Juliana Lumumba ficou sabendo desse episódio em 2000, através de um documentário da TV pública alemã ARD, narrado pelo próprio Soete, que mostrou os dentes para a câmera. Uma lembrança cruel, que a deixa irada até hoje.

“Como você ia se sentir se lhe dissessem que o seu pai foi assassinado, desenterrado e cortado em pedaços, e que alguém ainda levou partes do corpo dele? Para muita gente, ele foi o primeiro premiê do Congo, um herói nacional. Para mim, é o meu pai.

Pouco antes de morrer, Soete afirmou que jogara os dentes no Mar do Norte. Mais tarde, porém, sua filha mostrou a um jornalista um dente de ouro, o qual as autoridades belgas lhe tomaram, depois que De Witte abriu processo. Em 2022, numa cerimônia em Bruxelas, o então primeiro-ministro, Alexander de Croo, devolveu o dente aos filhos de Lumumba e se desculpou. Do outro dente, não se sabe o paradeiro.

Para o rei Philippe da Bélgica – filho de Albert 2º, o sucessor de Balduíno –, contudo, desculpar-se é aparentemente impensável: ele se limitou a “lamentar profundamente” a violência sofrida pelo Congo sob o domínio belga. Para a filha do ativista, porém, “não se trata de desculpas, a questão é a verdade”.

Exílio no Egito

Patrice Lumumba sabia que ia morrer, já o havia anunciado em sua última carta à esposa, conta Juliana, que ficou sabendo da morte dele com apenas cinco anos de idade, no exílio. Alguns meses antes, ela e os irmãos haviam sido retirados sigilosamente da casa da família, onde o premiê há estava sob prisão domiciliar, e levados para o Egito com passaportes falsos.

No Cairo, as crianças foram viver com um amigo da família, o diplomata Mohamed Abdel Aziz Ishak, sua esposa e filhos.
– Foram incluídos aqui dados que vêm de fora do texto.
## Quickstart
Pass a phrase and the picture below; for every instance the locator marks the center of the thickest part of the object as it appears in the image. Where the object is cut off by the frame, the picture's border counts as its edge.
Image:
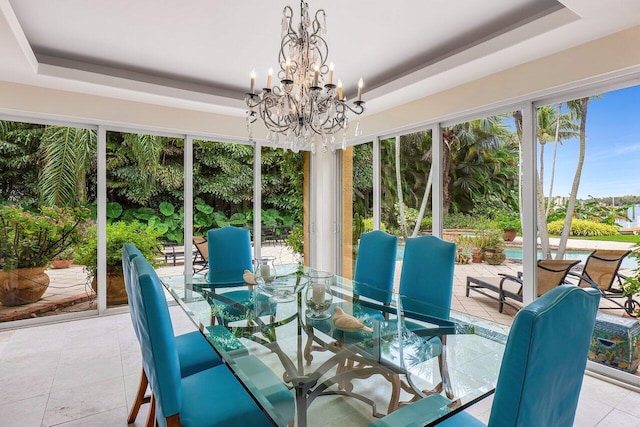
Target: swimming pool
(516, 253)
Juliana lembra uma infância feliz: “Nós crescemos com muito amor e empatia.” Por outro lado, desde criança sabia que o assassinato do pai fora político: “Papa Abdel Aziz” e “Mama Zizi” não deixaram de contar-lhe e a François sobre a história da família.
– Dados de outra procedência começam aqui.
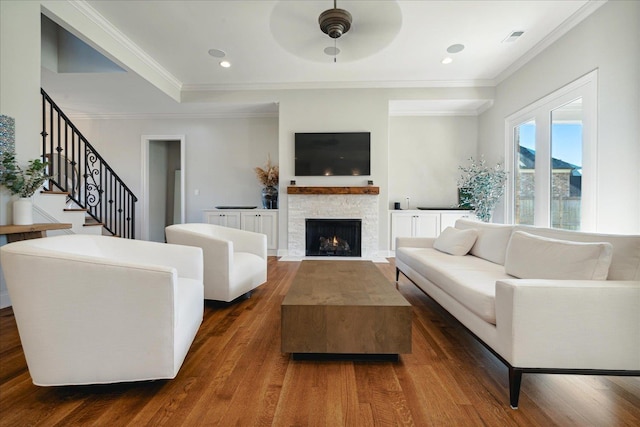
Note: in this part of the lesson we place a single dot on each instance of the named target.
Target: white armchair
(235, 261)
(98, 309)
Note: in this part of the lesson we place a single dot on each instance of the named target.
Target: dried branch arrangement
(269, 175)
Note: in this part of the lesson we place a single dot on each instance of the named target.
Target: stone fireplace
(332, 203)
(333, 237)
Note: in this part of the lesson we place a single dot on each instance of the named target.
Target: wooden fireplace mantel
(368, 190)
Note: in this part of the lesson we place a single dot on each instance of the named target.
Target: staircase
(83, 189)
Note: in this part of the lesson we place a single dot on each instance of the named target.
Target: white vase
(23, 211)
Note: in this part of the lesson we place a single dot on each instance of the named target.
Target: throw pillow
(534, 257)
(455, 242)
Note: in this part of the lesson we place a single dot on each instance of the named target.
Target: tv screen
(333, 154)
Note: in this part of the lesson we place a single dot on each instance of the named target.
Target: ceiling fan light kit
(335, 22)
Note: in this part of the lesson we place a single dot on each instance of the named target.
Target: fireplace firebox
(333, 237)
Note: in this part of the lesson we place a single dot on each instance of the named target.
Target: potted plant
(268, 177)
(22, 182)
(480, 187)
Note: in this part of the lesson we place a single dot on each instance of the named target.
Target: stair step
(54, 192)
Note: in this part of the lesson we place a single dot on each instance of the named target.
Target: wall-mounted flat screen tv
(333, 154)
“Somos uma família política, fomos para o Egito por razões políticas, convidados pelo presidente [Gamal Abdel] Nasser [Hussein (1956-1970)]. A política é o cerne das nossas vidas, quer a gente queira, quer não.”

A notícia da morte de Lumumba, em 1961, espalhou-se rapidamente pelo Cairo: “Eles incendiaram a biblioteca da Universidade Americana e saquearam a embaixada belga. Pelas ruas, gritavam ‘Lumumba, Lumumba!'”, recorda-se Juliana.

Justiça improvável

Só em 1994, quando a ditadura de Mobutu Sese Seko (1965-1997) estava chegando ao fim, Juliana retornou ao Congo. Havia sido uma insistência do pai: “Ele nos dizia: ‘Não importa o que aconteça, vocês precisam voltar para casa.’ Quando ficou novamente seguro para nós, nós voltamos – para casa, onde é o nosso lugar.”
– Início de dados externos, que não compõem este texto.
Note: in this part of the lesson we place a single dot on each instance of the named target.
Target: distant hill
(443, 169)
Seguindo os passos paternos, Juliana encabeçou diversos ministérios, enquanto o irmão François é chefe de partido do Movimento Nacional Congolês (MNC), fundado por Patrice. Hoje ela é menos ativa na política nacional: prefere não falar sobre a atual situação, o conflito entre o exército congolês e a milícia M23; ou a continuada exploração de matérias primas pelo Ocidente, a China, Ruanda e outras potências estrangeiras.

Sobre o processo atualmente em curso em Bruxelas, em torno da morte de Patrice Lumumba, ela também se limita a comentar: “Nos últimos dez anos, nada aconteceu. Onze dos doze acusados morreram”, o único sobrevivente tem mais de 90 anos. Portanto a inação da Justiça belga fala por si mesma.

Juliana Lumumba não tem grandes esperanças de que alguém vá finalmente ser responsabilizado pelo homicídio do pai: “Nenhum belga, nenhum europeu, nenhum congolês. Nenhum branco, nenhum negro. Todos estão de acordo que houve um assassinato, mas ninguém quer ser aquele que cometeu.”